Last week, Hemmer Consulting LLC and 68 Ventures LLC offered to buy 400 acres of OLF-8 for $16 million, leaving only 80 acres for commerce park and 50 for public use. The developers agreed to follow the DPZ master plan approved by BCC. Based on the land allocated for the commerce park in its letter of intent, the developer appeared to want the BCC to choose either the Village or Market option.
In early June 2018, Developer Fred Hemmer of Hemmer Consulting LLC approached the Escambia County commissioners with a conceptual drawing that showed half of the site being developed for multi-family homes, apartments, residential and a hotel. (see comments under Bergosh blog post). Â In the comments, Hemmer said the layout “was not a ‘plan’ or ‘vision’ but rather a depiction from somebody else that was to stimulate discussion.”
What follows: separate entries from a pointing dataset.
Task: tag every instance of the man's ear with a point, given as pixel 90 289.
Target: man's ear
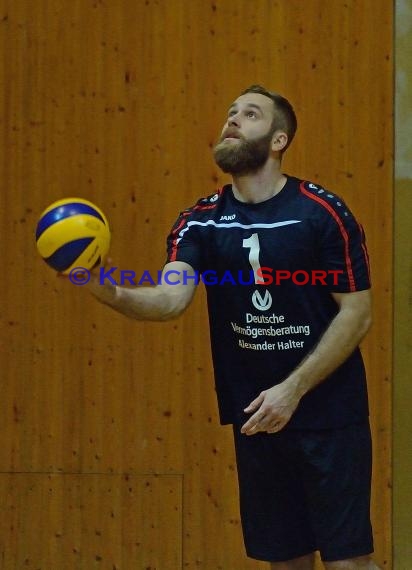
pixel 279 141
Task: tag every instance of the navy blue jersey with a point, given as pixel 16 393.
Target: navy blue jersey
pixel 269 270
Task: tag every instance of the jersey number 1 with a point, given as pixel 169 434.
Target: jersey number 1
pixel 253 245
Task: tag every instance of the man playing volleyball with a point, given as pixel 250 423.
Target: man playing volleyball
pixel 289 374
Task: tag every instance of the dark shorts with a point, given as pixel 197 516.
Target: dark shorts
pixel 302 491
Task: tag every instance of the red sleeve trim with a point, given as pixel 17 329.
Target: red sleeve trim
pixel 342 229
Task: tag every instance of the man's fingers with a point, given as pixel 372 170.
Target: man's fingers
pixel 255 404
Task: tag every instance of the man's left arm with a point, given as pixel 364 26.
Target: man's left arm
pixel 274 407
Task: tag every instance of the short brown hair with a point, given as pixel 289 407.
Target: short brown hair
pixel 284 116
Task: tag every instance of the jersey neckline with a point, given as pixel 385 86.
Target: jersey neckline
pixel 255 205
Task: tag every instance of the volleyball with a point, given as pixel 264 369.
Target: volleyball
pixel 72 232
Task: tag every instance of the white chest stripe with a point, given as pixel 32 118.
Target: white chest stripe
pixel 234 225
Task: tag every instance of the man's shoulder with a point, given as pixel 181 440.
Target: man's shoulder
pixel 206 205
pixel 322 200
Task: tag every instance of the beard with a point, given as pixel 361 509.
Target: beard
pixel 244 156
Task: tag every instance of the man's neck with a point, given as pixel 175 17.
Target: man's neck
pixel 260 186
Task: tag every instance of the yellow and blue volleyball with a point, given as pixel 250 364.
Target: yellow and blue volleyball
pixel 73 233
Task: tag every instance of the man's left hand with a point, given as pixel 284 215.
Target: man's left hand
pixel 273 409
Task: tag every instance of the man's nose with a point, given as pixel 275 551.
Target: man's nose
pixel 233 120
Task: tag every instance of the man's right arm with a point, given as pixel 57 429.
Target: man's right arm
pixel 158 303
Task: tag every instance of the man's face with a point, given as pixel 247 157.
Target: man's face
pixel 245 143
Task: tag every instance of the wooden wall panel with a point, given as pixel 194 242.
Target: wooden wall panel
pixel 120 102
pixel 86 521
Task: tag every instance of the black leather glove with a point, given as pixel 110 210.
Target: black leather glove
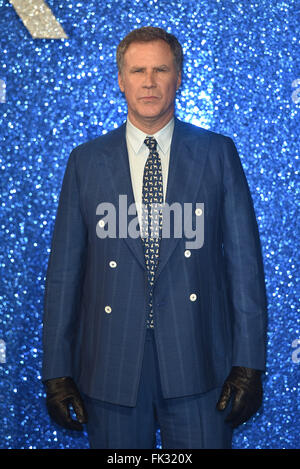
pixel 244 385
pixel 61 392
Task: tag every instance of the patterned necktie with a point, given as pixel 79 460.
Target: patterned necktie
pixel 152 198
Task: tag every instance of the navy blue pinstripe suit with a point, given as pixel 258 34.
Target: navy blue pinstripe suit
pixel 95 314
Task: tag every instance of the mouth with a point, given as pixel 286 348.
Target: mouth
pixel 149 98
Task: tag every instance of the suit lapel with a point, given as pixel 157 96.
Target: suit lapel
pixel 187 160
pixel 121 185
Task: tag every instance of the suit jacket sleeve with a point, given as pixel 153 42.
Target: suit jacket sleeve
pixel 245 282
pixel 64 278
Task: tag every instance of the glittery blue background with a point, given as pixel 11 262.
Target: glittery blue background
pixel 241 78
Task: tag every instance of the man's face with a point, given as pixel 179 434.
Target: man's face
pixel 149 79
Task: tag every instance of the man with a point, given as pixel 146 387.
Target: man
pixel 140 332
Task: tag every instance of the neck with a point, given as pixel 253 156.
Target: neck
pixel 148 125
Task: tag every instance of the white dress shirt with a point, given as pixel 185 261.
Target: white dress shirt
pixel 138 153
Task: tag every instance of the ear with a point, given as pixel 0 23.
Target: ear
pixel 121 83
pixel 178 80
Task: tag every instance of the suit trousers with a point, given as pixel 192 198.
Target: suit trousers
pixel 185 422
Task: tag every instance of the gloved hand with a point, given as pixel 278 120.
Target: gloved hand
pixel 244 385
pixel 61 392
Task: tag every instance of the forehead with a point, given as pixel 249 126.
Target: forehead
pixel 150 52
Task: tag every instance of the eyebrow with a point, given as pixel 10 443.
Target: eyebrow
pixel 136 67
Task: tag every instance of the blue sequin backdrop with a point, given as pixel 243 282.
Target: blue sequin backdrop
pixel 241 78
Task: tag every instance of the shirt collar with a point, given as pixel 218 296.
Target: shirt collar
pixel 163 137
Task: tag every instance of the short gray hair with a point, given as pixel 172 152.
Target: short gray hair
pixel 149 34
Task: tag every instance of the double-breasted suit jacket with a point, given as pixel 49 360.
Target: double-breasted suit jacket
pixel 209 302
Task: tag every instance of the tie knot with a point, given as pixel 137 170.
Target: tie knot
pixel 151 143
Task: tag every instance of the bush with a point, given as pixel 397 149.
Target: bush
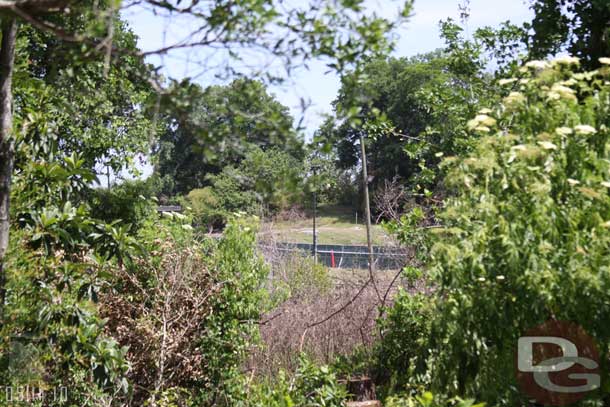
pixel 206 209
pixel 265 182
pixel 525 237
pixel 130 202
pixel 312 386
pixel 401 354
pixel 188 312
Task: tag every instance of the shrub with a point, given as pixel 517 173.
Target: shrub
pixel 401 354
pixel 526 234
pixel 130 202
pixel 312 386
pixel 188 311
pixel 206 209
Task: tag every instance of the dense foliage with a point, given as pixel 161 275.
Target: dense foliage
pixel 214 128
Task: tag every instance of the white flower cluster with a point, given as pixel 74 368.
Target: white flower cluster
pixel 482 122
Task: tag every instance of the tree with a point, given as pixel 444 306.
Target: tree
pixel 581 27
pixel 339 32
pixel 215 128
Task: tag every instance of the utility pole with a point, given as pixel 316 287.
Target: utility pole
pixel 367 206
pixel 315 203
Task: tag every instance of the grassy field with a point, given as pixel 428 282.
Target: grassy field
pixel 335 225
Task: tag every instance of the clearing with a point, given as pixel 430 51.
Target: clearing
pixel 334 224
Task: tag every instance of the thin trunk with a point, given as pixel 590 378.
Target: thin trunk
pixel 7 62
pixel 367 214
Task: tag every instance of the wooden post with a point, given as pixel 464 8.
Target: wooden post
pixel 7 146
pixel 367 206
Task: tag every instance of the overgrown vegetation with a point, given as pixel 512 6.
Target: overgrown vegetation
pixel 489 162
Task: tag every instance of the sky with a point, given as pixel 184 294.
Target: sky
pixel 418 35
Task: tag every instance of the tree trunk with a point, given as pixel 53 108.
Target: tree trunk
pixel 7 59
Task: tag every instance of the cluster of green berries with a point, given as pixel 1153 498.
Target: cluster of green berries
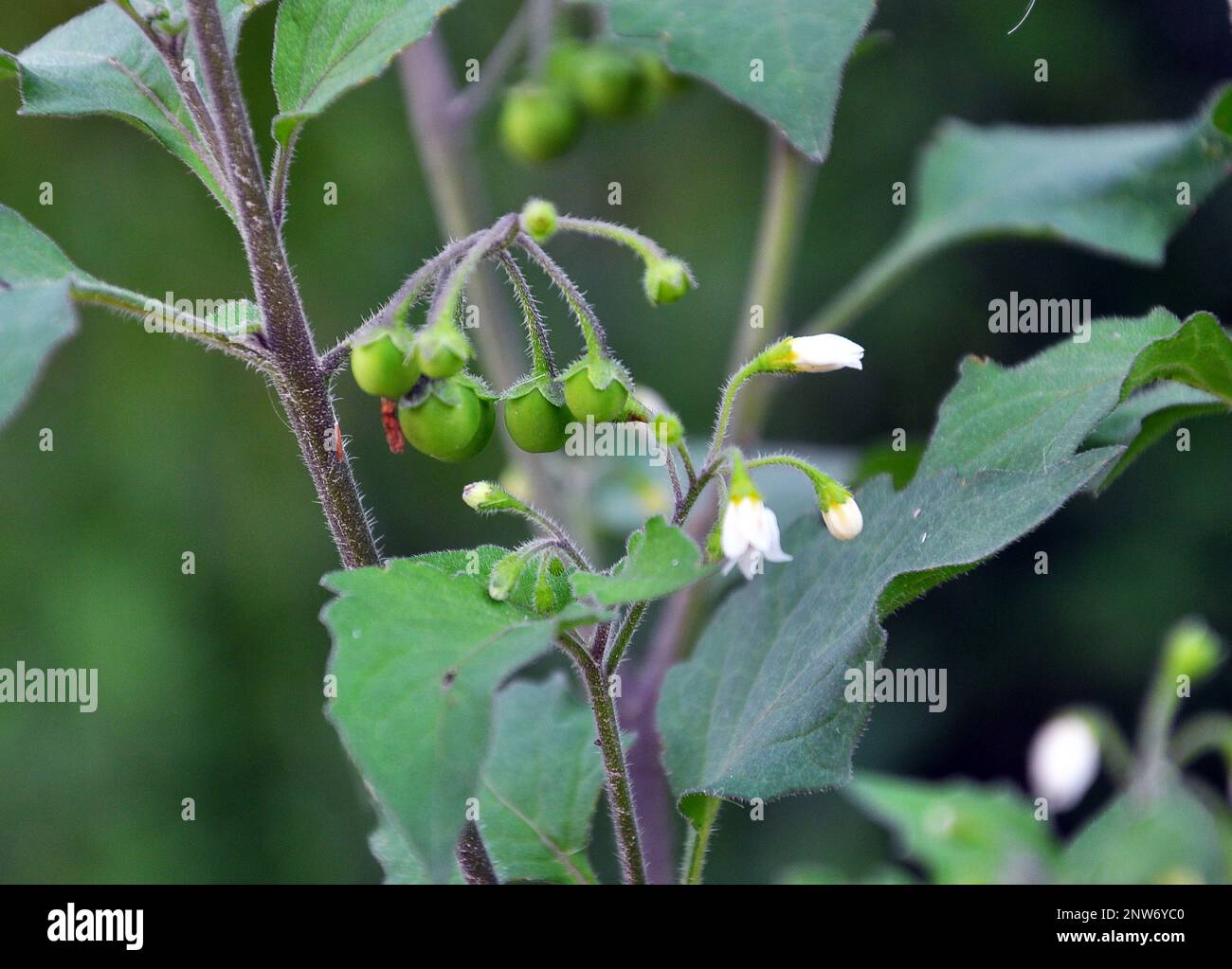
pixel 541 118
pixel 448 414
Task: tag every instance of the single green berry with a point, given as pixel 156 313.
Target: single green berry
pixel 538 220
pixel 450 423
pixel 381 369
pixel 537 122
pixel 607 82
pixel 587 401
pixel 665 281
pixel 534 422
pixel 442 352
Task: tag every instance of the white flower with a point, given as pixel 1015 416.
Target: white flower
pixel 751 536
pixel 844 520
pixel 824 352
pixel 1063 761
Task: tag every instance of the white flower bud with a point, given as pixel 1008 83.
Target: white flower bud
pixel 1063 761
pixel 844 520
pixel 824 352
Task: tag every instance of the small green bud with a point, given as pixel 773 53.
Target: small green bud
pixel 665 281
pixel 504 574
pixel 1193 650
pixel 538 220
pixel 537 122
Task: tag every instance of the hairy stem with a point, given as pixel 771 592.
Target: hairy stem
pixel 788 188
pixel 302 385
pixel 473 857
pixel 698 841
pixel 620 792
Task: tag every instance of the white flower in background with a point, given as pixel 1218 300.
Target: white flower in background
pixel 844 520
pixel 824 352
pixel 1063 761
pixel 751 529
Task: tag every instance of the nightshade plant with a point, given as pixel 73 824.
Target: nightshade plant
pixel 479 775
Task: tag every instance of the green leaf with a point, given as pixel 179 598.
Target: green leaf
pixel 419 648
pixel 661 561
pixel 802 47
pixel 760 709
pixel 1110 188
pixel 100 63
pixel 1174 838
pixel 36 306
pixel 323 48
pixel 541 783
pixel 961 833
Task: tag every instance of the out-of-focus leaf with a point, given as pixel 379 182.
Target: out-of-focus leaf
pixel 661 559
pixel 323 48
pixel 959 832
pixel 760 709
pixel 100 63
pixel 419 648
pixel 540 784
pixel 802 49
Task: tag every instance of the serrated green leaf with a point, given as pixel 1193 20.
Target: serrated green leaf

At July 2, 2018 candidate forum for the District 2 commission race, Commissioner Doug Underhill said that he favored selling OLF-8 so the county could get back its $17 million. Eighteen days later, two LLC’s run by Hemming – Clearwater 102 LLC and Clearwater 201 – contributed $10,000 to the Integrity in Leadership Pac that mailed out a flyer against Underhill’s opponent, Alan McMillan.
There’s nothing wrong about Hemmer wanting a piece of OLF-8 to make money or with him helping the one commissioner who liked his idea get re-elected. McMillan had plenty of PAC money. However, the public has a right to see the dots and connect them.
BTW: DPZ Codesign’s Village Plan devotes 55% of OLF-8 to residential and retail; Market Plan 47%…probably just a coincidence.
Or maybe it doesn’t take spending $2 million for a “world-class” consultant to come up with a master plan, just give a sharpie and cocktail napkin.